Real estate price surge spurs rise in homelessness in rural Elgin County
CBC
Advocates say rising housing costs are leaving more people vulnerable to homelessness in rural Elgin County, and the situation is getting worse.
"The price of housing in Elgin County has gone up in the last five years by 150 per cent," said David James, board chair of the West Elgin Community Health Centre. "A house in West Elgin sold earlier this year for $180,000 over the asking price. Local people just can't afford that."
James said the pandemic and spiraling housing costs in larger centres have brought an influx of outside buyers to the area, contributing to higher housing prices — a situation being felt in rural areas throughout the region.
"The people who are becoming homeless here are people from our community," said James. "We're not seeing an influx of homeless people coming in from the cities."
As Elgin's rural homeless systems navigator, Tanya Dale serves a roster of clients from across the county. When she started the job in June, her client list had about 10 names. Since then it's nearly doubled.

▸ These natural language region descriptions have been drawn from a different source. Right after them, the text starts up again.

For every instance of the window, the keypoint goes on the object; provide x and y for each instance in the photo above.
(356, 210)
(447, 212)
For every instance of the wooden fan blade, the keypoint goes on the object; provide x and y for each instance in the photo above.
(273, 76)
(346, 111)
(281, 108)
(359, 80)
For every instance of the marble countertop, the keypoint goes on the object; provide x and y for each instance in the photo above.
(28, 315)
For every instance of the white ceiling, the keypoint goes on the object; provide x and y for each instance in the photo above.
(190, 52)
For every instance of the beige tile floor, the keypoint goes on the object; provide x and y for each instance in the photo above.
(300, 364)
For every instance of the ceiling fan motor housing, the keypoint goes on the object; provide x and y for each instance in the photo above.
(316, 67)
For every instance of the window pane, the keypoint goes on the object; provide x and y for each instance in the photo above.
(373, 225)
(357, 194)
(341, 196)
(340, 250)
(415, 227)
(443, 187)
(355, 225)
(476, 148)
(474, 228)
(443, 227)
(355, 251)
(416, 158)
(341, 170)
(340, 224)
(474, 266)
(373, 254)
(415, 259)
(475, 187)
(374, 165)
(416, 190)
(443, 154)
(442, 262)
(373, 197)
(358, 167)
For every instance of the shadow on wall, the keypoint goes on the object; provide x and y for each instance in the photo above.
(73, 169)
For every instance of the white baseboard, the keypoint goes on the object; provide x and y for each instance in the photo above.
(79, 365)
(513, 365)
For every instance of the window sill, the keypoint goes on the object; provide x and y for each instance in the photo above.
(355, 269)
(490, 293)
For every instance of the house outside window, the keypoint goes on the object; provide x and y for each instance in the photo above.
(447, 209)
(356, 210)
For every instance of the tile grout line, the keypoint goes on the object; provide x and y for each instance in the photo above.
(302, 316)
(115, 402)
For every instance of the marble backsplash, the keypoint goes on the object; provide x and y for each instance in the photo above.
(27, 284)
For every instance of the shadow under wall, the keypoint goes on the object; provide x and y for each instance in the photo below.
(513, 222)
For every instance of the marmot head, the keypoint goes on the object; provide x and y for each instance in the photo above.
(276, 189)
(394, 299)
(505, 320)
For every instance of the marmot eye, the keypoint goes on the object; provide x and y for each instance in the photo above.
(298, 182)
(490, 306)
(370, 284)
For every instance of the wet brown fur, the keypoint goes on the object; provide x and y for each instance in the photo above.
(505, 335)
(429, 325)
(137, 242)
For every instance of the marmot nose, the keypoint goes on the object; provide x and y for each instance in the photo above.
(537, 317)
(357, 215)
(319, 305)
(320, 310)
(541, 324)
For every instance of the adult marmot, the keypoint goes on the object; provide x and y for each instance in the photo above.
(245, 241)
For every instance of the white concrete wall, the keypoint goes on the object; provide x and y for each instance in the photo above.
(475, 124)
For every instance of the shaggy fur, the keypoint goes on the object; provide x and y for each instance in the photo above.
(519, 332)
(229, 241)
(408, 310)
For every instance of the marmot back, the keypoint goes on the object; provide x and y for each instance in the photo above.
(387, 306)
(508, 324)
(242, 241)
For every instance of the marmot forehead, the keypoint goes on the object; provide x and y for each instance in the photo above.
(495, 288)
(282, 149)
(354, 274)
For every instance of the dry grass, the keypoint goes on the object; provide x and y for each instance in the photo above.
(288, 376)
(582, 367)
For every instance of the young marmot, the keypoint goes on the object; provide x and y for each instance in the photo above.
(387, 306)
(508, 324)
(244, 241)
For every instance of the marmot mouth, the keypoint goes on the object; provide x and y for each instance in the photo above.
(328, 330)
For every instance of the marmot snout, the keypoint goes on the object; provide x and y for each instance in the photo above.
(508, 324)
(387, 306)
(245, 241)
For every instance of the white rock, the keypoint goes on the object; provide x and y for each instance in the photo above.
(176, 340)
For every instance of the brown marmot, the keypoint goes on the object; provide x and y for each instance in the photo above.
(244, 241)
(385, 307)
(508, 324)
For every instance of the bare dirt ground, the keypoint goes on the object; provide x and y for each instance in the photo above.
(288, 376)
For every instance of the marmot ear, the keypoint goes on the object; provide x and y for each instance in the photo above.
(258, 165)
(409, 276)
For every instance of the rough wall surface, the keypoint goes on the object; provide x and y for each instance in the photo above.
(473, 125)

In Port Stanley, a community of about 2,000 on the shore of Lake Erie, Dale says she's working to support two elderly people at risk of sleeping rough.
"They told me they would rather live on the beach than go to a shelter or live in the city," she said. "I wish I could find them something here, but there is nothing."
A recent study by the Homelessness Coalition of West Elgin & Dutton Dunwich, says local people experiencing homelessness also struggle with greater travel distances, a lack of public transit and heightened risk of stigma due to a lack of anonymity in many rural communities.
Meanwhile, the report says, wait lists for subsidized housing in the county's rural communities increased from 374 applicants in 2017 to 1,014 by 2021.
Dale has a "wish list" of changes she'd like to see adopted in Elgin County.
It includes a mid-term housing unit to accommodate people for longer periods and provide services from a central location, as well as a rural shelter that can accommodate families, so they won't have to travel to St. Thomas or London.
James says without affordable options, residents facing the possibility of homelessness are likely to leave the county altogether.
"It is frustrating; it really is," said James. "We need governments at all levels with more social conscience, because this problem has been worsened by the pandemic ... but it's been coming for a long time."